N.Y. Democrats Blame Eric Adams for Election Losses. He Doesn’t Care.
As New York Democrats sought to spread blame for their dismal performance in the midterm elections, a fair share was directed toward someone who wasn’t even running: Mayor Eric Adams of New York City.
One Democratic strategist wrote on Twitter that Mr. Adams had “betrayed” his party by elevating “the Republicans’ crime panic narrative.” The Working Families Party accused him of “fearmongering” tactics that may have swung suburbanites to vote Republican.
And when Mr. Adams suggested that the state’s revised bail law was the reason for the Democrats’ poor performance, Representative Alexandria Ocasio-Cortez offered a curt reply: “Nope.”
Mr. Adams, a former police officer, couldn’t care less. He sees the election results in New York as a validation of his message and an opportunity to proselytize to national Democrats that they should embrace his brand of moderate politics rather than critique it.
“I think those who stated, ‘Don’t talk about crime,’ it was an insult to Black and brown communities where a lot of this crime was playing out,” Mr. Adams said in an interview.
He suggested that Democrats should treat the midterms as a teachable moment — a recognition that they mistakenly allowed Republicans to seize the narrative over public safety and crime.
“We’re strong on crime,” he said. “We voted for sensible gun laws. We voted to fund police officers, which the president has done, and yet we’ve allowed others to state that we’re just the opposite.”
In his first year as mayor, Mr. Adams has certainly tried to control the narrative on crime in the city. He constantly talks about public safety, visiting crime scenes and repeatedly pushing state lawmakers at news conferences to change bail laws to make it easier to keep people in jail.
The heightened fear over crime in New York City is a bit of a chicken-and-egg conundrum: Are people more worried because Mr. Adams calls attention to nearly every high-profile crime and focuses on offenders returning to the streets? Or are New Yorkers genuinely more scared based on their experiences, and the mayor is responding to that?
Polls consistently showed that crime was a major issue in New York during the midterms. Roughly 42 percent of Republicans and 31 percent of independent voters listed it as their top issue, much higher than inflation and protecting democracy, according to a Quinnipiac University poll.
The Aftermath of New York’s Midterms Elections
- Hochul’s New Challenges: Gov. Kathy Hochul managed to repel late momentum by Representative Lee Zeldin. Now she must govern over a fractured New York electorate.
- How Maloney Lost: Democrats won tough races across the country. But Sean Patrick Maloney, a party leader and a five-term congressman, lost his Hudson Valley seat. What happened?
- A Weak Link: If Democrats lose the House, they may have New York to blame. Republicans flipped four seats in the state, the most of any state in the country.
- Blame Game: The Times spoke with Representative Alexandria Ocasio-Cortez, who won her own race handily, about what went wrong for Democrats in New York.
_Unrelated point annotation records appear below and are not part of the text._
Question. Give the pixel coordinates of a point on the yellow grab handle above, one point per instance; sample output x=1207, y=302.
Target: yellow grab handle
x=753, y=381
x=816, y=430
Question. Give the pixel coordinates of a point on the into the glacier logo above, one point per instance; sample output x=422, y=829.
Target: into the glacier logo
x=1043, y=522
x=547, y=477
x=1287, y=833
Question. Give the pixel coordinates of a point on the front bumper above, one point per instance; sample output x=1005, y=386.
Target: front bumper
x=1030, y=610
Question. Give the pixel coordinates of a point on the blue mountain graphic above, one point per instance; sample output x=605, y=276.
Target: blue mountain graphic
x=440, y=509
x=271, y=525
Sochie Nnaemeka, the director of the Working Families Party in New York, said Mr. Adams’s comments about crime were particularly damaging because the public considers him a potent and credible messenger on the issue.
“What we see, especially because of the bully pulpit of the mayor, because of his lived experience as a former police officer, as a Black man, real badges of credibility in our communities, is that he accelerated a fear-based vision of the world that coincides exactly with what the G.O.P. strategy was,” Ms. Nnaemeka said. “It left many voters looking to the G.O.P. to solve the issue.”
Indeed, while Gov. Kathy Hochul, a Democrat, held off a challenge from Representative Lee Zeldin, a Republican, her margin of victory was narrower than any governor in the state in three decades. And the party’s losses in several swing congressional races in New York helped Republicans take control of the House.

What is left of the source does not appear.